A task force is to be established for carrying out inspections on behalf of the environment department in a stepped-up effort to combat environmental crime, it emerged on Tuesday.

The move is seen as pivotal, as Cyprus is currently the only EU member state which does not yet possess such a body, resulting in unfair competition and detriment to companies and other entities which do comply with green regulations.

The unit is to comprise 15 inspectors who will have jurisdiction over a wide breadth of activities, installations, and locations where environmental regulations are supposed to be enforced.

The decision was initially taken by approval of the cabinet of ministers in November 2023, with the aim to close a substantial gap in implementation of green legislation. This year will see the hiring of an initial ten environmental officers and five technical experts, while the numbers are expected to be boosted in following years, with the ministry of agriculture having submitted a request for 55 related posts.

The move appears to come as a follow-up to President Nikos Christodoulides pre-election campaign pledge to “establish and staff a special environmental supervisory service [tasked with] checking implementation of the broad scope of environmental legislation and protecting […] public health and wellness.”

It is also in response to the Republic’s obligation to comply with the EU’s environmental acquis and in preparation for the net-zero policy (no net emissions of greenhouse gases by 2050) stemming from the Green Deal.

In the context of bolstering the ministry’s capacity to uphold environmental legislation, three specialised sub-departments have been proposed.
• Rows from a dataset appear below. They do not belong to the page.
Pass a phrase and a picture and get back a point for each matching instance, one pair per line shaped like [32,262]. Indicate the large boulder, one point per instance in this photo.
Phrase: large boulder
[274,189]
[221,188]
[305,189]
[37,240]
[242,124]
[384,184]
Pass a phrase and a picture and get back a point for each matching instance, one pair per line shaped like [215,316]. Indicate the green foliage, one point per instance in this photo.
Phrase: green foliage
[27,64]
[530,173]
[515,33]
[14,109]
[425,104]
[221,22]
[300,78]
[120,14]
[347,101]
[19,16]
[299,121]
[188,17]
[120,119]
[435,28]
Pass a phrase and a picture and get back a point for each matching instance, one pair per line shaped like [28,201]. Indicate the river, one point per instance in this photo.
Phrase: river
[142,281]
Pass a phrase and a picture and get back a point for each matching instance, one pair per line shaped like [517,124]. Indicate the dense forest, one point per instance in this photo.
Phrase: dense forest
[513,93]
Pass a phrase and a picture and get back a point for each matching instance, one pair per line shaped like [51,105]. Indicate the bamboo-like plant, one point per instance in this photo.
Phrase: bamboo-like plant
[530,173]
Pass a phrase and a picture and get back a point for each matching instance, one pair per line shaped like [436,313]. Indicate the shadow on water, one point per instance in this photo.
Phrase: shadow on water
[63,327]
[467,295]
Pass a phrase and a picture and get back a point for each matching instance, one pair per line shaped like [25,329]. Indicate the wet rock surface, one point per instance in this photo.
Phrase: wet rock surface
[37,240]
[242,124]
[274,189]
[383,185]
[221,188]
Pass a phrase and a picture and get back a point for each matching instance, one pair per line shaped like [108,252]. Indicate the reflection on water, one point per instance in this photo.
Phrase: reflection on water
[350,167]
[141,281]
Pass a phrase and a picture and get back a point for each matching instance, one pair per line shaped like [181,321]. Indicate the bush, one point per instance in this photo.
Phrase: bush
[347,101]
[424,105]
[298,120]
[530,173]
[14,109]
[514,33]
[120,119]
The first, to be allocated14 staff, is air pollution and industrial zones, to oversee combustion sites, factory emissions, and rules governing non-permitted installations.

The second, to be allocated 16 staff, is waste management, including collection, transport, dumping, livestock effluents, and protection of soil and water.

The third sub-department, to be staffed by 15 individuals, is to deal with emissions, including reasoned findings, allocation of carbon rights, and collective systems.

The island’s “green policing” will require close cooperation and coordination with a number of authorities, including the police and the legal service, as well as customs and licensing authorities, as the task force must prove effective in investigating and bringing to justice diverse instances of environmental crime.

It is hoped that the restructuring will be a significant improvement over the current set-up where inspectors are appointed by the minister following an audit request, from directors spread thin over four district offices, who are expected to carry out a range of disparate duties.

Under the current system, with no one being trained or focused solely on carrying out inspections, there is inconsistency and instability, particularly in long drawn-out cases, and without the clear support of the legal branch inspectors may face pressure and intimidation.